Dyrekcja dróg krajowych może przejąć kawałek A-2

Katarzyna Jaźwińska
opublikowano: 2004-04-28 00:00

Autostrada Wielkopolska i urzędnicy drogowi spiera-ją się o koszty i warunki budowy 105-km nowej trasy A-2. Na rozmowy mają tylko miesiąc.

Autostrada Wielkopolska (AW), posiadacz koncesji na odcinek autostrady A-2 Konin-Świecko, chce jeszcze w tym roku rozpocząć budowę trasy z Nowego Tomyśla do zachodniej granicy.

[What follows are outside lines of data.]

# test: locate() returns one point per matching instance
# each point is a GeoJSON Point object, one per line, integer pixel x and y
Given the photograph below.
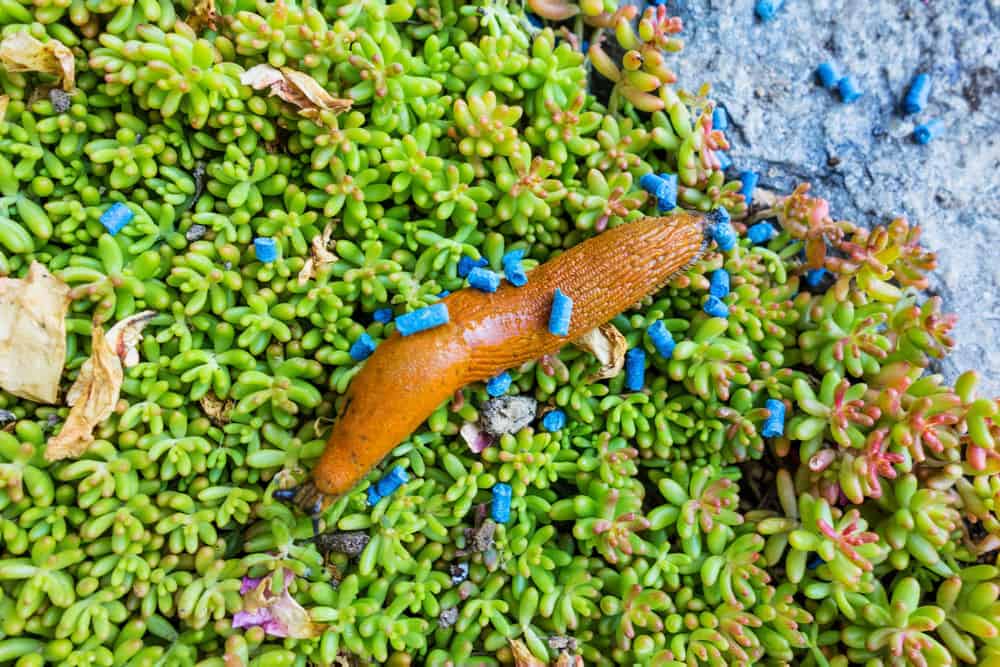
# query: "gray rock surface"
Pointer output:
{"type": "Point", "coordinates": [861, 156]}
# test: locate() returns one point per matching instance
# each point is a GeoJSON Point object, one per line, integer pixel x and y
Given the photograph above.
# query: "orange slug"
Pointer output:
{"type": "Point", "coordinates": [407, 378]}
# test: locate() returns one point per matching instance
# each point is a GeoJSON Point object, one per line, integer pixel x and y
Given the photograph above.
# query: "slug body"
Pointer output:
{"type": "Point", "coordinates": [407, 378]}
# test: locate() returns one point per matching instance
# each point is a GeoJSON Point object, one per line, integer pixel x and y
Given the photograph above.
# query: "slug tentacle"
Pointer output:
{"type": "Point", "coordinates": [407, 378]}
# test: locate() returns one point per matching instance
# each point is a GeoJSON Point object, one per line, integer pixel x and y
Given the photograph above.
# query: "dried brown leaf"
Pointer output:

— Negocjacje opóźniają się, bo nie ma jeszcze studium przychodów z opłat. Powinno być gotowe najpóźniej za dwa tygodnie. Kolejna sporna kwestia to negocjowana z Generalną Dyrekcją Dróg Krajowych i Autostrad (GDDKiA) cena budowy — wylicza Andrzej Patalas, prezes AW.

Pierwotnie spółka szacowała 689 mln EUR za 105 km, ale teraz jest gotowa negocjować tę kwotę. Cena jest ważna dla skarbu państwa, który ma poręczyć kredyt. AW może połowę kwoty pożyczyć z Europejskiego Banku Inwestycyjnego, z czego 50 proc. miałby gwarantować budżet.

— Dla nas satysfakcjonującą ceną jest 3,5-4,0 mln EUR/km w terenie niezabudowanym — twierdzą przedstawiciele GDDKiA.

— Dyrekcja jeszcze nigdy nie wybudowała drogi za tak niską cenę. Ponadto autostrady budowane ze środków publicznych są zawsze tańsze, bo kalkulacje nie uwzględniają miejsc obsługi podróżnych, stacji poboru opłat, telefonów alarmowych, które my musimy sfinansować — dodaje prezes Patalas.

Strony mogą porozumieć się, wyłączając z koncesji nadgraniczny odcinek Świecko-Rzepin. Znacznie podbija on koszty realizacji projektu. AW zamierza zresztą na tym odcinku dobudować tylko jedną jezdnię, a drugą zmodernizować.

— Rozważamy przejęcie tego odcinka i zbudowanie go ze środków dyrekcji. Wówczas byłby on bezpłatny. Nie trzeba by też budować drogi alternatywnej, co znacznie dotychczas podnosiło koszty projektu — twierdzi przedstawiciel GDDKiA.

Odcinek Świecko-Rzepin ma około 15 km.